Laboratory setup (a) Schematic of the setup, in which X-rays are generated by a liquid-metal jet microfocus source. Depending on the ratio between the source-to-object and object-to-detector distances, it is either implemented in a cone-beam geometry or an inverse geometry imaging mode. (b) Image of an absorbing test pattern with 800 nm lines and spaces, together with the corresponding line profile along the structure (width: 50 px). (c) Close-up of a detached (mouse) cerebellar vermis and mounting of the sample in a pipette tip. (d) Typical empty-beam corrected projection of the sample in inverse geometry, with a line profile (width: 5 px) along an edge to illustrate the edge-enhancement effect. For a better signal-to-noise ratio, the projection has been resampled by a factor 2. (e) Reconstruction of the intensity distribution using the BAC algorithm. The line profile shows the advantage of the phase retrieval as the edge-enhancement is removed while simultaneously the signal-to-noise ratio increases. Scalebars: (c) 1 mm and (d,e) 250 μm.

In a setup consisting of a point-like source the required high resolution of the imaging system can either be achieved via a high geometrical magnification M (z1z2) and simultaneously smaller lateral source dimensions, allowing for measurements with selectable zoom and resolution25, or via a lower magnification (z1z2) and smaller detector PSF17,26. Although the minimal source dimensions in modern nano- and microfocus sources are becoming impressively small, the limitations in flux for these small spot sizes lead to unfeasible exposure times for biological specimens.
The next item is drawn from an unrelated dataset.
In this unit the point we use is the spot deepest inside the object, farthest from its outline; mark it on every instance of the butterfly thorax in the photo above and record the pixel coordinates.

Liquid-metal jet sources on the other hand have a high flux but cannot provide the sufficient spot sizes to compete with the PSF of lens-coupled detector systems. Therefore we turn to the second approach, which we denote as the inverse geometry (Fig. 1a). In this mode the blurring due to a finite focal spot size, also known as the penumbra blur, is minimized as the sample-to-detector distance z2 is small compared to the source-to-sample distance z1. The resolution is in this case limited by the detector pixel size as well as vibrations in the setup and the highest resolution achieved with the imaging system presented here is about 800 nm in 2D, as qualitatively determined by a test pattern (Fig. 1b). Complementing this high resolution setting, the setup can also be employed in a lower resolution cone-beam geometry mode, allowing for overview scans with a larger field of view.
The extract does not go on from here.